Institute of Optics and Electronics, Chinese Academy of Sciences, Chengdu, 610209, China.
School of Computer Science, Chengdu University of Information Technology, Chengdu, 610225, China.
Methods. 2024 Aug;228:12-21. doi: 10.1016/j.ymeth.2024.05.007. Epub 2024 May 15.
Annotating cell types of single-cell RNA sequencing (scRNA-seq) data is crucial for studying cellular heterogeneity in the tumor microenvironment. Recently, large-scale pre-trained language models (PLMs) have achieved significant progress in cell-type annotation of scRNA-seq data. This approach effectively addresses previous methods' shortcomings in performance and generalization. However, fine-tuning PLMs for different downstream tasks demands considerable computational resources, rendering it impractical. Hence, a new research branch introduces parameter-efficient fine-tuning (PEFT). This involves optimizing a few parameters while leaving the majority unchanged, leading to substantial reductions in computational expenses. Here, we utilize scBERT, a large-scale pre-trained model, to explore the capabilities of three PEFT methods in scRNA-seq cell type annotation. Extensive benchmark studies across several datasets demonstrate the superior applicability of PEFT methods. Furthermore, downstream analysis using models obtained through PEFT showcases their utility in novel cell type discovery and model interpretability for potential marker genes. Our findings underscore the considerable potential of PEFT in PLM-based cell type annotation, presenting novel perspectives for the analysis of scRNA-seq data.

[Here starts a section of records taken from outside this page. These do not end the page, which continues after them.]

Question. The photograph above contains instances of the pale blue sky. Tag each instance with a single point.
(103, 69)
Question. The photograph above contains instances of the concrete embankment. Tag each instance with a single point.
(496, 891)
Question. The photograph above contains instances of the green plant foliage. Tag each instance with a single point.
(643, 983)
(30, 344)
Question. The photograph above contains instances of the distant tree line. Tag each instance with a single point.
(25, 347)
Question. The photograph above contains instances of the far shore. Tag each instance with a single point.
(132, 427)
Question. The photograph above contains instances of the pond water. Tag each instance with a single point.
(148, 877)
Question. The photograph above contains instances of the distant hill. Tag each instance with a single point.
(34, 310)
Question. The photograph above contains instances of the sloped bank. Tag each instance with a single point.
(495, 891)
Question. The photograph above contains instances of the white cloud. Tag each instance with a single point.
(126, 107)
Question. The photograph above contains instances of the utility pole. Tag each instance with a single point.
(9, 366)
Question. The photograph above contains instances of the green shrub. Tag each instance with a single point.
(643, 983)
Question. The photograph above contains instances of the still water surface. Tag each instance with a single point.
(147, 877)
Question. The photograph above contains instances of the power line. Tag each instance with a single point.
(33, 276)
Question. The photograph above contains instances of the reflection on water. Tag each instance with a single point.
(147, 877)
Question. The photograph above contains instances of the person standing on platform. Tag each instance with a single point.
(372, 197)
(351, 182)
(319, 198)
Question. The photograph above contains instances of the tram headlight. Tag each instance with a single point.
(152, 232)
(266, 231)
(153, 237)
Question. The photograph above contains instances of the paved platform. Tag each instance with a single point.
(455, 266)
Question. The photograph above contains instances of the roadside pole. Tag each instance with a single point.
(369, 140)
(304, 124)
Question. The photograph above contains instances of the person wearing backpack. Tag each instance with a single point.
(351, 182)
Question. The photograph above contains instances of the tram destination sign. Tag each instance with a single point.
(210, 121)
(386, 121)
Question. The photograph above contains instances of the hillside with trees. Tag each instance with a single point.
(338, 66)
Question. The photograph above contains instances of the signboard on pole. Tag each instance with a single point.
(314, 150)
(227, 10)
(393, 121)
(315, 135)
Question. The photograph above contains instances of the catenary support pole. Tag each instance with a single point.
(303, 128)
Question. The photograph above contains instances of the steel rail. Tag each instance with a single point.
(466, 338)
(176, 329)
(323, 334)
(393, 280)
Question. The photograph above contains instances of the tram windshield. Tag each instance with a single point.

对单细胞 RNA 测序 (scRNA-seq) 数据进行细胞类型注释对于研究肿瘤微环境中的细胞异质性至关重要。最近,大规模的预训练语言模型 (PLM) 在 scRNA-seq 数据的细胞类型注释方面取得了重大进展。这种方法有效地解决了以前方法在性能和泛化方面的缺点。然而,为不同的下游任务微调 PLM 需要大量的计算资源,这使得实际应用变得不切实际。因此,一个新的研究分支引入了参数高效微调 (PEFT)。这涉及优化几个参数,而大部分参数保持不变,从而大大降低了计算成本。在这里,我们利用 scBERT,一个大规模的预训练模型,来探索三种 PEFT 方法在 scRNA-seq 细胞类型注释中的能力。在多个数据集上的广泛基准研究表明,PEFT 方法具有优越的适用性。此外,使用通过 PEFT 获得的模型进行下游分析展示了它们在新的细胞类型发现和潜在标记基因的模型可解释性方面的实用性。我们的研究结果强调了 PEFT 在基于 PLM 的细胞类型注释中的巨大潜力,为 scRNA-seq 数据的分析提供了新的视角。